We distinguished two sources of error: the RM errors and the MP errors. For all results using reweighting the relative contribution of RM and MP errors depend on the particular observable under study. The RM errors can be reduced by increasing the number of replicas in the RM phase and the MP errors can be reduced with a longer measurement phase. For our choice of \(N_{REPLICA}\) and duration of the measurement phase the largest contribution to the error for most observables was from measurement.
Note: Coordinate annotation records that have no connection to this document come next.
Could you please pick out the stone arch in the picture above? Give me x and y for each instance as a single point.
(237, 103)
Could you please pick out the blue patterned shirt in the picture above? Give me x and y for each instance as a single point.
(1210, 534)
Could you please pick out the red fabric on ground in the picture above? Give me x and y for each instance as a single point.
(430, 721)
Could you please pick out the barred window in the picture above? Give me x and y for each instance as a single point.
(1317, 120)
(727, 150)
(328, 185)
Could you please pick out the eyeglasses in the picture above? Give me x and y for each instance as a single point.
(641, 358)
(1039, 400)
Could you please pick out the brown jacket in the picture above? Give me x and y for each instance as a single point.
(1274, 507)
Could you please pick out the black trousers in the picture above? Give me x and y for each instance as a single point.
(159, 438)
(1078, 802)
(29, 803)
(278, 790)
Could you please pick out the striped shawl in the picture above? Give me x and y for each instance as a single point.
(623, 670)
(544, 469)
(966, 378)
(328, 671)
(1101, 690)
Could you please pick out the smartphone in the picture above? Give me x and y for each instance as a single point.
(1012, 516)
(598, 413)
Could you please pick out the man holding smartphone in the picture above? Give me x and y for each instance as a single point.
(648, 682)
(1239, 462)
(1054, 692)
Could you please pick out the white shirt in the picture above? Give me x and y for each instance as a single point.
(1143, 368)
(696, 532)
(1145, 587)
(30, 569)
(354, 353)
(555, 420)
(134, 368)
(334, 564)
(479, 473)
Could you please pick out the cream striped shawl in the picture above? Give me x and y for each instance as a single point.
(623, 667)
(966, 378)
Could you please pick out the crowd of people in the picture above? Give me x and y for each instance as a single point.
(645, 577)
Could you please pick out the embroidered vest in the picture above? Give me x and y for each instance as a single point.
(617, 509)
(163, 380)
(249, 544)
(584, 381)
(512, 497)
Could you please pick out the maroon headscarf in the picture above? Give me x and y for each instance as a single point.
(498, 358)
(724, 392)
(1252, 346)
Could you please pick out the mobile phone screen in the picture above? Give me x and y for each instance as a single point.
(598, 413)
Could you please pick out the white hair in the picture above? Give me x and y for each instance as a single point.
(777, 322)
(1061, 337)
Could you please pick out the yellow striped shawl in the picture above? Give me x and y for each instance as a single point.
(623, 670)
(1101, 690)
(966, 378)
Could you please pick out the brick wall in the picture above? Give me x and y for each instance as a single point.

This work has kept \(\delta /\delta _S\) fixed at 1.2 and scaled \(\delta \) for different size lattices according to a fixed fraction of the standard deviation of the constrained action. These parameters affect the accuracy and efficiency of the method and a more detailed study would be welcome. For example, it would be interesting to investigate the dependence of the topological charge susceptibility on \(\delta /\sigma \) while preserving the ratio \(\delta /\delta _S\) (along the lines of figure 6 of reference [20] which studies the dependence of \(C_V\) in a U(1) theory), and the coupling of the topological charge to the long timescale modes. The number of tempers used in the tempering method was 24 for all lattice sizes. A wider range of tempers would be expected to allow better mixing of regimes with faster and slower Monte Carlo dynamics and thus improve the autocorrelation time. As the lattice size increases, the spacing \(\delta _S\) is expected to grow as \(\sqrt{V}\) in order to preserve the same level of accuracy. The corresponding spacing in \(\beta \) will therefore decrease in the same way. If the efficiency of the tempering depends on the span of \(\beta \), then more tempers will be needed (with \(N_{TEMPER} \sim \sqrt{V}\)). This scaling prediction and the effects of the length of the RM and measurement phases and the number of replicas on the accuracy require further study.

7 Note added

While this manuscript was in preparation, two studies appeared that report on investigations of the topological charge. Ref. [37] performs a study in SU(6) with a novel algorithm where a tempering procedure is used to move across systems with boundary conditions interpolating between partially open and periodic; this algorithm is proved to be successful at reducing the correlation time of the topological charge. Ref. [38] studies topological properties at finite temperature using a density of states method that allows it to sample rare events. The relative merits of our algorithm and those new proposals would need to be assessed by dedicated studies.